Os riscos do carnaval
Para a alegria de milhões de foliões e turistas, vai começar a principal festa popular brasileira. O carnaval tem o poder de alterar a rotina do País, mesmo daqueles que não gostam, mas aproveitam o feriado prolongado em busca de outras aventuras. É na folia ou nos excessos praticados pelas pessoas que assistimos todos os anos, pela mídia, o drama de milhares de famílias que perdem no trânsito das ruas, das rodovias e em outras circunstâncias pessoas que amam. São vítimas do álcool e da direção, das drogas que desintegram a nossa sociedade e das peraltices inerentes aos homens e mulheres.
É preciso repetir exaustivamente para os filhos, os jovens, a necessidade de se prevenir contra as doenças sexualmente transmissíveis, principalmente a aids. Mostrar que não existe retorno, não existe arrependimento que devolva a saúde de quem for contaminado pelo vírus HIV, numa aventura sexual sem o uso de preservativo. Não ter medo de dizer não às drogas e sim à vida.
A responsabilidade pelos números assustadores de vítimas do desatino de motoristas, turistas e dos foliões é de toda a sociedade. É preciso o envolvimento dos pais, dos amigos, do parceiro orientando e mostrando para os mais exaltados os riscos de uma imprudência, normalmente alimentada pela bebida alcoólica. Não há aparato policial capaz de evitar tantas tragédias, vitimando pessoas nos mais distintos locais: num rio, numa rodovia ou numa avenida repleta de foliões.

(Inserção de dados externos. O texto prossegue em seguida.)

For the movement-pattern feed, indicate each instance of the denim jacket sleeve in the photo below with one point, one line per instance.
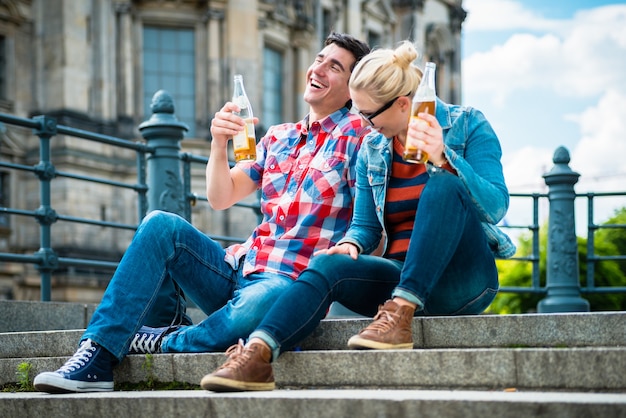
(372, 172)
(473, 150)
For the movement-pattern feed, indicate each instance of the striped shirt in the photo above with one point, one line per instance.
(306, 177)
(403, 192)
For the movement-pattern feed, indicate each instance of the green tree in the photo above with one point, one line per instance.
(607, 273)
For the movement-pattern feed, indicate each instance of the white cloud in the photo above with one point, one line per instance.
(578, 58)
(599, 155)
(581, 59)
(494, 15)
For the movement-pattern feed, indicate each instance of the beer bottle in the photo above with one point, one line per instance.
(423, 102)
(244, 143)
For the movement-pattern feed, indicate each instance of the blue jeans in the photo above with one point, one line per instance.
(168, 250)
(449, 270)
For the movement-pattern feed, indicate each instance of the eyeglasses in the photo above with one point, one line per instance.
(369, 116)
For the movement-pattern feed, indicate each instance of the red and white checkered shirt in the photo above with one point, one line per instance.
(307, 180)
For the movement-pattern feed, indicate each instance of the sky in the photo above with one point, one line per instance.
(551, 73)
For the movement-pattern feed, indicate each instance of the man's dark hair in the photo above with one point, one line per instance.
(348, 42)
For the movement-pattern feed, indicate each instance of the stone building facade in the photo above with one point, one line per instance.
(95, 65)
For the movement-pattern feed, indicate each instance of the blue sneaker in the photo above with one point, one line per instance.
(148, 340)
(89, 370)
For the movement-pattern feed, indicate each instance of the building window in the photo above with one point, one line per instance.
(3, 68)
(169, 64)
(272, 87)
(373, 39)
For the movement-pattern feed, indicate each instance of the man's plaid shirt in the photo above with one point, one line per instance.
(307, 180)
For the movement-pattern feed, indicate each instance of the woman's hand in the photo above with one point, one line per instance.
(345, 248)
(426, 134)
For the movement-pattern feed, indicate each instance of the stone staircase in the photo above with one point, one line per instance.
(536, 365)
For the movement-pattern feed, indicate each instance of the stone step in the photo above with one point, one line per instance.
(598, 329)
(587, 369)
(317, 404)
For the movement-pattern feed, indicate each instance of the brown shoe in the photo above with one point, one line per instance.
(247, 368)
(391, 329)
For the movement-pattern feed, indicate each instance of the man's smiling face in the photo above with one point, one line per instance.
(327, 80)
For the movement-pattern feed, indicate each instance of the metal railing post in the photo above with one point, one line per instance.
(563, 282)
(45, 214)
(163, 132)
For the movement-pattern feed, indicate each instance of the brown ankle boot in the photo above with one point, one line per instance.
(247, 368)
(391, 329)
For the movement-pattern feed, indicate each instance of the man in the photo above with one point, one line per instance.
(306, 173)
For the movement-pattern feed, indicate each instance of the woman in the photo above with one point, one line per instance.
(438, 221)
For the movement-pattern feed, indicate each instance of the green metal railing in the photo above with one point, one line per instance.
(164, 180)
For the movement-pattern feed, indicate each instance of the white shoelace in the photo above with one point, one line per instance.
(80, 358)
(147, 343)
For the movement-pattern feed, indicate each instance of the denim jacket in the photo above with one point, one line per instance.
(473, 150)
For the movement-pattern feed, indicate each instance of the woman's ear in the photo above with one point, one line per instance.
(405, 103)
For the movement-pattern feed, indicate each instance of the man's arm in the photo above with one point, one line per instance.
(225, 186)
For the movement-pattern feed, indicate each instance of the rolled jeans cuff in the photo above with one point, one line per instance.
(269, 340)
(401, 293)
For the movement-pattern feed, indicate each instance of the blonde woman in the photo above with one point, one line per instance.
(438, 221)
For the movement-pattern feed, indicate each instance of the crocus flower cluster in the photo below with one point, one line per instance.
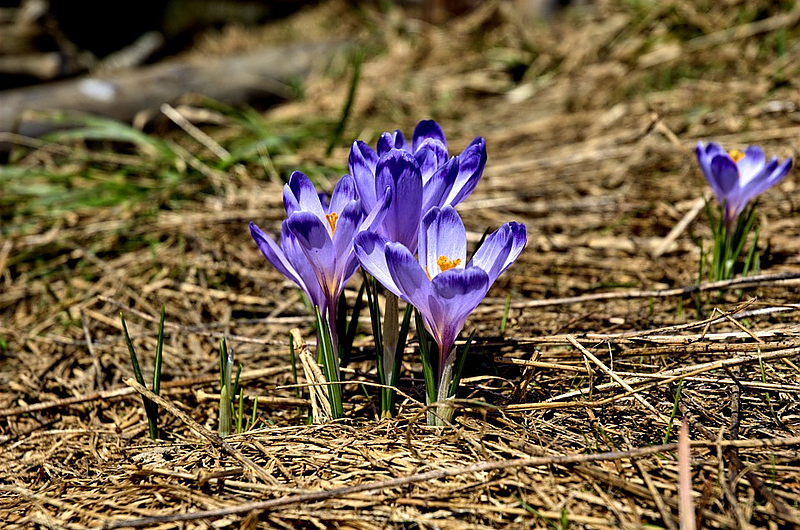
(394, 215)
(736, 178)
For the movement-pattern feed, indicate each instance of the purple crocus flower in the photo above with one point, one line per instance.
(736, 177)
(316, 250)
(440, 284)
(422, 175)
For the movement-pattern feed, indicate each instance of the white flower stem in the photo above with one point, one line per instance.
(442, 414)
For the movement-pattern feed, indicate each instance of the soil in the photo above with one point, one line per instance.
(569, 411)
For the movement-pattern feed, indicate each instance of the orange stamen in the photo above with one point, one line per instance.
(736, 155)
(332, 218)
(446, 264)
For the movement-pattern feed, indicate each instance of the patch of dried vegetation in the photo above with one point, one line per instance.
(590, 122)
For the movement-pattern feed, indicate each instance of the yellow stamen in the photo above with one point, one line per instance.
(736, 155)
(446, 264)
(332, 218)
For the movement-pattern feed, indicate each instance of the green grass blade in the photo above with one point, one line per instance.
(293, 359)
(159, 353)
(150, 409)
(506, 310)
(459, 367)
(428, 370)
(329, 361)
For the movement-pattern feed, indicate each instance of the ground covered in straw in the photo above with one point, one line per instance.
(571, 406)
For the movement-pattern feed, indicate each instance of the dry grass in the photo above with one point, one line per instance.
(567, 417)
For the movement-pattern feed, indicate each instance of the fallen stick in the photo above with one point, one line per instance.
(121, 95)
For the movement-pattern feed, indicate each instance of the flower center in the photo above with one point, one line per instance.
(736, 155)
(444, 264)
(332, 218)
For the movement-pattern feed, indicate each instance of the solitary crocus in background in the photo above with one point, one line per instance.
(443, 288)
(737, 177)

Imprudências que extrapolam o drama das famílias, refletindo em vários setores do Estado, principalmente na saúde. A sociedade paga caro pelas consequências causadas por aqueles que transformam a maior festa popular do País num aperitivo para suas aventuras, vitimando a sua e a vida de milhares de pessoas, que muitas vezes acabam nos leitos dos hospitais, onde poderiam estar outros pacientes. O retorno ao lar de quem saiu em busca de divertimento é a certeza da continuidade da vida, da mão de Deus nos momentos de alegria vividos nesses longos dias de carnaval.